Press release Nina Childress “Der grüne Vorhang” (The Green Curtain)


Exhibition opening: Friday, 26 April 2013, 18:00 onwards
Duration: 27 April to August 10, 2013
Berlin Gallery Weekend: open Saturday and Sunday 11:00-18:00


Nina Childress was born in Pasadena (USA) in 1961 and has lived in Paris since she was 5 years old. She was, among other things, a member of the artist collective “Les Frères Ripoulin” and, in 1980, founded the post-punk band “Lucrate Milk”, so that she was part of two of the most influential groups of the Paris art scene of the 1980s.


As part of the Berlin Gallery Weekend and following her initial exhibition in the gallery in 2010, then still at the Karlsruhe location, I once again present an exhibition where the colour green acts as an all-embracing frame: The Green Curtain.


In her latest pieces, which have been created in the past two years, Childress explores the work of pantomime-teacher Etienne Decroux (1898-1991) and also the question of how the body is portrayed in art.
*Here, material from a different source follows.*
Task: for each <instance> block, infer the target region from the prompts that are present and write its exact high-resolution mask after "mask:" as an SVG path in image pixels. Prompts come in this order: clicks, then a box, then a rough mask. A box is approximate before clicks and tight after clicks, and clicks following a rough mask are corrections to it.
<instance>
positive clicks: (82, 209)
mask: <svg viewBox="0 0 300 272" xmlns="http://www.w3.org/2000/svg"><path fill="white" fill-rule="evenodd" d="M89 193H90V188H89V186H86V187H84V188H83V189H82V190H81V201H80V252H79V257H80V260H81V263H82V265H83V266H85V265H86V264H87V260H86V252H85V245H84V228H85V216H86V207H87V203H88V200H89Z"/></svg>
The result of this research are works which initially might not satisfy the viewer's expectations. On Childress' canvas we see no glamorous stages, no clever costumes. Rather are there depictions of figures which seem to pose in front of a plain green curtain like stone statues. The curtain takes on the leading role, it appears three-dimensional and alive, it lures us into observing a rehearsal, where we are alone with the protagonist – like voyeurs watching events from a darkened auditorium.

In the main work of the exhibition – The Green Curtain – Childress heightens the disentanglement from the noisy and bustling scene of a vaudeville show by using the painting of a green curtain to cover a large wall space. In front of this she succinctly places a painting in which, in turn, we see three mimes rehearsing an imaginary dance in front of this very curtain. The erotic effect of the almost naked bodies is broken by the ordinary underwear they are sporting and the scene takes on an almost ridiculous turn. With her unceremonious depiction Nina Childress creates a state of uncertainty which hovers between between eroticism and comicality. At the same time she demystifies the artists and reveals their genuine vulnerability.


The omnipresence of the stage, of show business, thwarts artistic freedom; despite the personality cult the real protagonists are actually marginalised, they are robbed of their charisma and their allure.